I don't have that publication, and I'm guessing that's not based on
PostgreSQL's implementation. There's no substitute for tests using
the code we've actually got.

>> So, I'm now feeling pretty bullish about this patch, except for one
>> thing, which is that I think the comments are way off-base. Peter
>> writes: $When allowedMem is significantly lower than what is required
>> for an internal sort, it is unlikely that there are benefits to
>> increasing the number of tapes beyond Knuth's "sweet spot" of 7.$
>> I'm pretty sure that's totally wrong, first of all because commit
>> df700e6b40195d28dc764e0c694ac8cef90d4638 improved performance by doing
>> precisely the thing which this comment says we shouldn't
>
> It's more complicated than that. As I said, I think that Knuth
> basically had it right with his sweet spot of 7. I think that commit
> df700e6b40195d28dc764e0c694ac8cef90d4638 was effective in large part
> because a one-pass merge avoided certain overheads not inherent to
> polyphase merge, like all that memory accounting stuff, extra palloc()
> traffic, etc. The expanded use of per tape buffering we have even in
> multi-pass cases likely makes that much less true for us these days.
>
> The reason I haven't actually gone right back down to 7 with this cap
> is that it's possible that the added I/O costs outweigh the CPU costs
> in extreme cases, even though I think that polyphase merge doesn't
> have all that much to do with I/O costs, even with its 1970s
> perspective.
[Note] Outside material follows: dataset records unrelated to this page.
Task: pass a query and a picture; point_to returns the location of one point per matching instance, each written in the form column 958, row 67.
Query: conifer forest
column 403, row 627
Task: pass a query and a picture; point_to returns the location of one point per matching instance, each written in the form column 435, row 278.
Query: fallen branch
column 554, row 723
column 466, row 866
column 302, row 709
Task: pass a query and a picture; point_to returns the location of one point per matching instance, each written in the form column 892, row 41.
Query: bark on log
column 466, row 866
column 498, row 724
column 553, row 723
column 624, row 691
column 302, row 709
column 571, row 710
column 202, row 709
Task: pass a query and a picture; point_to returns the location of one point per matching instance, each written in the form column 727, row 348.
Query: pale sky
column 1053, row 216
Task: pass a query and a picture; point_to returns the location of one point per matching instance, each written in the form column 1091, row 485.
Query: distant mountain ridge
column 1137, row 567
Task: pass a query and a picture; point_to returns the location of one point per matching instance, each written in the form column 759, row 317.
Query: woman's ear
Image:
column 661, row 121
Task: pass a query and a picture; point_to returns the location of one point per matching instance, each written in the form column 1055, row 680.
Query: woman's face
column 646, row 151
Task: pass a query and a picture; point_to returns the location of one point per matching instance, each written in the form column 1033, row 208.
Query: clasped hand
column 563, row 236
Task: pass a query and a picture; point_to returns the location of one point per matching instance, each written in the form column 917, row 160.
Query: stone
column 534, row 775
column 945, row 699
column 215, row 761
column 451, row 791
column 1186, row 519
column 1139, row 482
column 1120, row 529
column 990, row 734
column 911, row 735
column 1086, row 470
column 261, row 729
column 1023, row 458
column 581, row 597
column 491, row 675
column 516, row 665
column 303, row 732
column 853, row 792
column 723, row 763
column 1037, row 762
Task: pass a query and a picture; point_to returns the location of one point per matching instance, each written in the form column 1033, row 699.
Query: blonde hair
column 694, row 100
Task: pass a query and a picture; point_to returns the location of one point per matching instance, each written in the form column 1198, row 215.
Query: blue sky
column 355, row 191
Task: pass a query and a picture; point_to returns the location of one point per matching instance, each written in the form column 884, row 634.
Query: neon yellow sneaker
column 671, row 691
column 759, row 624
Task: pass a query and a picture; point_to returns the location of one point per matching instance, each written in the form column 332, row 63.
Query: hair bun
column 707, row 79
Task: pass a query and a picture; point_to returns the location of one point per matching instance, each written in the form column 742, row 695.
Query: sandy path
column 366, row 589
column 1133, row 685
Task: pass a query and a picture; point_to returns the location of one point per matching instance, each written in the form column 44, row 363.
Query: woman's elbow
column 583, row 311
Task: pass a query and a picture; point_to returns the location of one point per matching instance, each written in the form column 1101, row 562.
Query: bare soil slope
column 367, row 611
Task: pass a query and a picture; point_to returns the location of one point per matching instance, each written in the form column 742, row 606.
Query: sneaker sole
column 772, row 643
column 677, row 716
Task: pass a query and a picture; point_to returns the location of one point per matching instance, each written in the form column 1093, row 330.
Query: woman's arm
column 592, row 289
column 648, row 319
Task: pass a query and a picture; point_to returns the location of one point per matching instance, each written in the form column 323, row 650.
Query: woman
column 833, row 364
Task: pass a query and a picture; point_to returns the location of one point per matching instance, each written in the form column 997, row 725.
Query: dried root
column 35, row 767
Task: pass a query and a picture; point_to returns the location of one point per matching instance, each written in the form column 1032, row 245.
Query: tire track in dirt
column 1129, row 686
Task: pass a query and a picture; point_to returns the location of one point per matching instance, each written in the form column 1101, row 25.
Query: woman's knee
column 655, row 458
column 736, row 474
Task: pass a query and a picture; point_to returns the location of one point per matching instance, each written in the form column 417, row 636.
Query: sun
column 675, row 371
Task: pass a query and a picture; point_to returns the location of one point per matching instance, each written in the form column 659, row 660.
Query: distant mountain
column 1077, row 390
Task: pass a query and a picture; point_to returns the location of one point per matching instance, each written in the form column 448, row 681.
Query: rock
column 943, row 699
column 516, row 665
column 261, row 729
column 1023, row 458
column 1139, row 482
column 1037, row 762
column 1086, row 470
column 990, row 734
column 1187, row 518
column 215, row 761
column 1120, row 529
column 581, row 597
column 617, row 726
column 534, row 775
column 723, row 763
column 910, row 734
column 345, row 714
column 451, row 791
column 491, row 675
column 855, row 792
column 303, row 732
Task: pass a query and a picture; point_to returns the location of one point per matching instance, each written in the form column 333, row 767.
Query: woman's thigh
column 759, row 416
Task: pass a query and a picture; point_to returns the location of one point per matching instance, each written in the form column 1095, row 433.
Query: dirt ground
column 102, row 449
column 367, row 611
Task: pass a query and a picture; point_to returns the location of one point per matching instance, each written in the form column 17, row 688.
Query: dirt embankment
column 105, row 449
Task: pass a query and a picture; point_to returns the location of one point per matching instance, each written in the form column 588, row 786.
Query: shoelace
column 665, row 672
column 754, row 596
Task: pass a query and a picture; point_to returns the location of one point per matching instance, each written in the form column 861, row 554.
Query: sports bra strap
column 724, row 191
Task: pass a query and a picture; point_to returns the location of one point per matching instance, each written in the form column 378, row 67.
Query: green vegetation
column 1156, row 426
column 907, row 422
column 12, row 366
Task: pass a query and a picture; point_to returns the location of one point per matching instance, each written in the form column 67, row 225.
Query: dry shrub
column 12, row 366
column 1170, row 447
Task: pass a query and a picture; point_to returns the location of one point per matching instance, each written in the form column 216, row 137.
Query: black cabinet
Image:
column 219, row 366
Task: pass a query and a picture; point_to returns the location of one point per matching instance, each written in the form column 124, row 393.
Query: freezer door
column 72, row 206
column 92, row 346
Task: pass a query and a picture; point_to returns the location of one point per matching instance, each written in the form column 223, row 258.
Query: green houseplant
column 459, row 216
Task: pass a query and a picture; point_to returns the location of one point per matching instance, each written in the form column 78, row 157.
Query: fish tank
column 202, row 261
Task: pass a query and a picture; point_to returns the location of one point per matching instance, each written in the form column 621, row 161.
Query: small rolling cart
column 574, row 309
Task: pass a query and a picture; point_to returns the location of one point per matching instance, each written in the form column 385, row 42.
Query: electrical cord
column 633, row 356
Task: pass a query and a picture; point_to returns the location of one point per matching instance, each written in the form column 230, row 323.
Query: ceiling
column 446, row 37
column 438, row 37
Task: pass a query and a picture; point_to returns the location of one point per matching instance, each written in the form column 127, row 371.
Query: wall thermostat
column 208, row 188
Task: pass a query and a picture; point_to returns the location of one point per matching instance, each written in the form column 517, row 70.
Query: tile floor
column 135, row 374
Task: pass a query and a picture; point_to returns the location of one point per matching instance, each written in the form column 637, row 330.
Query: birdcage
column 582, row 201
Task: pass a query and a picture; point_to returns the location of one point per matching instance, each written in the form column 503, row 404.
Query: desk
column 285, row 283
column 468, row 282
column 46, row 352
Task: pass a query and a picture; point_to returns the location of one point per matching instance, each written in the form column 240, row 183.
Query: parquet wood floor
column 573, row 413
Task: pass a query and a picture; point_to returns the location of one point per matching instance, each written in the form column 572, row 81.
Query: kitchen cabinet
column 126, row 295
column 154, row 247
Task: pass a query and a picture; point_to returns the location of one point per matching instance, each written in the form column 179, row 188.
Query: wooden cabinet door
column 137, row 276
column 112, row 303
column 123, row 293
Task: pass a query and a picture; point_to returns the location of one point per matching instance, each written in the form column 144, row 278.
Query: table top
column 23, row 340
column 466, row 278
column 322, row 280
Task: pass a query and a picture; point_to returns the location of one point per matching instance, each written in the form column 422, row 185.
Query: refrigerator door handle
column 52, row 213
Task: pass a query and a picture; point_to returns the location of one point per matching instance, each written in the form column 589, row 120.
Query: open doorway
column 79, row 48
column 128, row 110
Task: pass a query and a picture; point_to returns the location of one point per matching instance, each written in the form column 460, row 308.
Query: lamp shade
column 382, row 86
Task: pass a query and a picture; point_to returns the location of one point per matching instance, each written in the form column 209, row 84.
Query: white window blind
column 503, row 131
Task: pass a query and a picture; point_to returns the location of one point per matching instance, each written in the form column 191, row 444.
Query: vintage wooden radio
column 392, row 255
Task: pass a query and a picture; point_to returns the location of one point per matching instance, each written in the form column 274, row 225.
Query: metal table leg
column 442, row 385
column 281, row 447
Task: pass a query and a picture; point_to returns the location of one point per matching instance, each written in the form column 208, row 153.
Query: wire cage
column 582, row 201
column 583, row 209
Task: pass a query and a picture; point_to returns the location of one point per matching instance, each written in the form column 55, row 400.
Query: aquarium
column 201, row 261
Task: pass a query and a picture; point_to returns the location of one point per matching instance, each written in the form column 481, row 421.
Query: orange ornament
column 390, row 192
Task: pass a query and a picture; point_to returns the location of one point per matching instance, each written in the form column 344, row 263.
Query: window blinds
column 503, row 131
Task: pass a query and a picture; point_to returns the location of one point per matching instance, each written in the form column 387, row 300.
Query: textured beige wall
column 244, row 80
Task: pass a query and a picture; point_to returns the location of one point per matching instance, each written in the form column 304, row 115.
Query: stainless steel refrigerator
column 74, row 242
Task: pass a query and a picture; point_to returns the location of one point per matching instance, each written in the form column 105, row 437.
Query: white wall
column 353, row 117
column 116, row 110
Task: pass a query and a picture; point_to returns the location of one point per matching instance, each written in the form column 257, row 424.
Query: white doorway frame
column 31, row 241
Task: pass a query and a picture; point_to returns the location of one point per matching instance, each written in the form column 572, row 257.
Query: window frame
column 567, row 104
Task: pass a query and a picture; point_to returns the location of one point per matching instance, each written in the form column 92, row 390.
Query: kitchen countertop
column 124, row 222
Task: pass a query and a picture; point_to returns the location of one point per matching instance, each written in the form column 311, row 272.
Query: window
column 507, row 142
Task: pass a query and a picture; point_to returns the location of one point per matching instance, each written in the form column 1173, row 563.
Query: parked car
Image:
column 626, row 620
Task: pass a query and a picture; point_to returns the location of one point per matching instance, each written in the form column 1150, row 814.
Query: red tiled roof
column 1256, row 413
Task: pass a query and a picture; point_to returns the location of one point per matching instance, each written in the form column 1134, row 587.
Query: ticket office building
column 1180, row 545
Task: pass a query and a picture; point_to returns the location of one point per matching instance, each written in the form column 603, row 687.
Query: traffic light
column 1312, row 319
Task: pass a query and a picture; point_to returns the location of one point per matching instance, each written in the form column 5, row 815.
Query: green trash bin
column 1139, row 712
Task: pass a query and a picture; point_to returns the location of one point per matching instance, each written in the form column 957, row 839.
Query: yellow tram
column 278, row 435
Knuth doesn't say much about I/O costs -- it's more about
> using an extremely small amount of memory effectively (minimizing CPU
> costs with very little available main memory).
>
> Furthermore, not limiting ourselves to 7 tapes and seeing a benefit
> (benefitting from a few dozen or hundred instead) seems more possible
> with the improved merge heap maintenance logic added recently, where
> there could be perhaps hundreds of runs merged with very low CPU cost
> in the event of presorted input (or, input that is inversely
> logically/physically correlated). That would be true because we'd only
> examine the top of the heap through, and so I/O costs may matter much
> more.
>
> Depending on the exact details, I bet you could see a benefit with
> only 7 tapes due to CPU cache efficiency in a case like the one you
> describe. Perhaps when sorting integers, but not when sorting collated
> text. There are many competing considerations, which I've tried my
> best to balance here with a merge order of 500.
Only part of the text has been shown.